Parlor Tricks and Porch Favorites is the first album by folk musician Pat Gubler, who records under the name P.G. Six. In 2001, when the album was released, Gubler was in seminal free folk/noise folk/improv folk collective Tower Recordings. They were a formidable outfit that released an indeterminate number of albums in a wide array of traditional and non-traditional formats, as bands of their shamanic ilk (Vibracathedral Orchestra, Charalambides, Sunburned Hand of the Man, Jackie-O Motherfucker, et. al) are wont to do. Parlor Tricks and Porch Favorites is at once an extension of the avant-folk themes Gubler pursued in Tower Recordings and a welcome respite from his primary concern’s cluttered clatter.
It is, above all, an album of hushed moments, of quietly contemplative beauty. And it’s all complemented perfectly by Gubler’s singular voice, which manages to be entirely arresting while remaining incredibly limited. To compare it to any other set of pipes is probably a misstep on my part, but for point of reference, imagine Calexico singer Joey Burns, sans nasality, with a bucolic lilt. (Pretty specific, no? I’m trying here.) That may not sound that special, but Gubler’s abstracted, crystalline arrangements multiply the calming effect of his vocals, rendering them wholly hypnotic.

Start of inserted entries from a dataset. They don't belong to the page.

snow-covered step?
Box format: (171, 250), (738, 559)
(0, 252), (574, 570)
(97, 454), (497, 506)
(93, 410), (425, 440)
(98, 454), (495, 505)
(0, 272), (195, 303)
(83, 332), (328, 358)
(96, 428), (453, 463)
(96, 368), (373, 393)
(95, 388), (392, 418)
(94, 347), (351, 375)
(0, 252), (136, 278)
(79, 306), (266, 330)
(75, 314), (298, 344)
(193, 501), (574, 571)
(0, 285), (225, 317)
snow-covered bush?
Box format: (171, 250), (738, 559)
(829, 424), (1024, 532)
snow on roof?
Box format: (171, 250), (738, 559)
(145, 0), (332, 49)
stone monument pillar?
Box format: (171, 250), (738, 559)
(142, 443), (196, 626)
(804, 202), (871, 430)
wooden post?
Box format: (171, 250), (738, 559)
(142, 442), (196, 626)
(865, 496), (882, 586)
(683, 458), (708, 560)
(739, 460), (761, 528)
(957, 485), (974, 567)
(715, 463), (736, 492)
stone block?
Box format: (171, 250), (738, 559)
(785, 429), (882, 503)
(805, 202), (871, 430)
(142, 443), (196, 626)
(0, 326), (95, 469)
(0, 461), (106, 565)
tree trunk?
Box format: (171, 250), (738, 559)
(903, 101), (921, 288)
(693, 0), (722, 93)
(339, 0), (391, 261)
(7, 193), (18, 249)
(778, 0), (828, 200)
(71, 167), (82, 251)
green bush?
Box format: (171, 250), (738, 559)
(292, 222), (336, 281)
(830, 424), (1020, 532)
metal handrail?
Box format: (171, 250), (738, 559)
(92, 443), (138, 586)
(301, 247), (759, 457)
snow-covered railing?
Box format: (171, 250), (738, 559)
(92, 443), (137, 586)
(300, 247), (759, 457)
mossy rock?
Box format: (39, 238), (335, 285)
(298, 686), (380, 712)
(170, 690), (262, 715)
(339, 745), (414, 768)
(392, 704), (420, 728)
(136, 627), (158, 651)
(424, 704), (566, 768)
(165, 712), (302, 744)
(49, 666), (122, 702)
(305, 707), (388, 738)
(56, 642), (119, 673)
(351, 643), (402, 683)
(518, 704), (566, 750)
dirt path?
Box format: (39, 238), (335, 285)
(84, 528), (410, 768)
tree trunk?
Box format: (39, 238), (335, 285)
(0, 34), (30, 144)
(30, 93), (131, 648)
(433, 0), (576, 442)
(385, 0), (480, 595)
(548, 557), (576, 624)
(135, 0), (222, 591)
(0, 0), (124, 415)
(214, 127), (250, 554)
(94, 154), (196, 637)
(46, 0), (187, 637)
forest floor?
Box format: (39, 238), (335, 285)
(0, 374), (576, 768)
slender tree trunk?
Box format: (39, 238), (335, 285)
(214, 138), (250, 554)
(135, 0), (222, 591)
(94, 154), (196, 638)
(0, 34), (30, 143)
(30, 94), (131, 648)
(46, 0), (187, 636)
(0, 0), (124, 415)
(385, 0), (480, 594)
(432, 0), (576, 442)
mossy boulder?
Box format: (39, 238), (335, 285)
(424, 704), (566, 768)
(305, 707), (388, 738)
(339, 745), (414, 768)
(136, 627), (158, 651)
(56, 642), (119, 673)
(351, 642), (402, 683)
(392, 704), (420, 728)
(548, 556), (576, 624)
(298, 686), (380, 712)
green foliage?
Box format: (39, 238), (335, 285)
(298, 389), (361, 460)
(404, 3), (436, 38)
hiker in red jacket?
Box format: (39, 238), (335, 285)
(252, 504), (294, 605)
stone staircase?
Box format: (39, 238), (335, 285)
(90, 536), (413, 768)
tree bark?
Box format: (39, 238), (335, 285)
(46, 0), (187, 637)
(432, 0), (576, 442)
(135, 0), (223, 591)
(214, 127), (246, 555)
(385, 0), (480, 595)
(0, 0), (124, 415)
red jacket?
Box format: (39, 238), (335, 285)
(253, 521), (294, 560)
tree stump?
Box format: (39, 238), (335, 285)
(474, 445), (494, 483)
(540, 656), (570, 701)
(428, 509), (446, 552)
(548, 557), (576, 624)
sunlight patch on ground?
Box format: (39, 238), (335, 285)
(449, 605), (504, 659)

And this music is, absolutely, crystalline and hypnotic. The hushed, circular guitar picking of “Unteleported Man” creates finely tuned and enveloping figures. Chiming overlays of harp and washes of droning flutes and reeds act as counterpoints, at one point interrupting the guitar playing. Gubler gently hums along. That’s it. But for over six minutes, the effect is completely entrancing. “Go Your Way” might be both more abstracted and more lovely, featuring mellow flutters and trills on a harp and subdued lilting by Gubler for a good four minutes. Stately bodrhan-esque drumming joins in for another four. And when I refer to harp playing here, this isn’t Joanna Newsom-level stuff here. This is absolutely sublime work.
Compared to his subsequent album, 2004’s The Well of Memory, Parlor Tricks and Porch Favorites is more of a piece, sporting a much more unified sound from beginning to end, and lacking the highlights and missteps of his sophomore work. (I really, really don’t want to get into his third solo album, Slightly Sorry, but I feel more and more like I should.) Parlor Tricks and Porch Favorites is pastoral and seemingly effortlessly intricate. It’s underrated. It’s beautiful.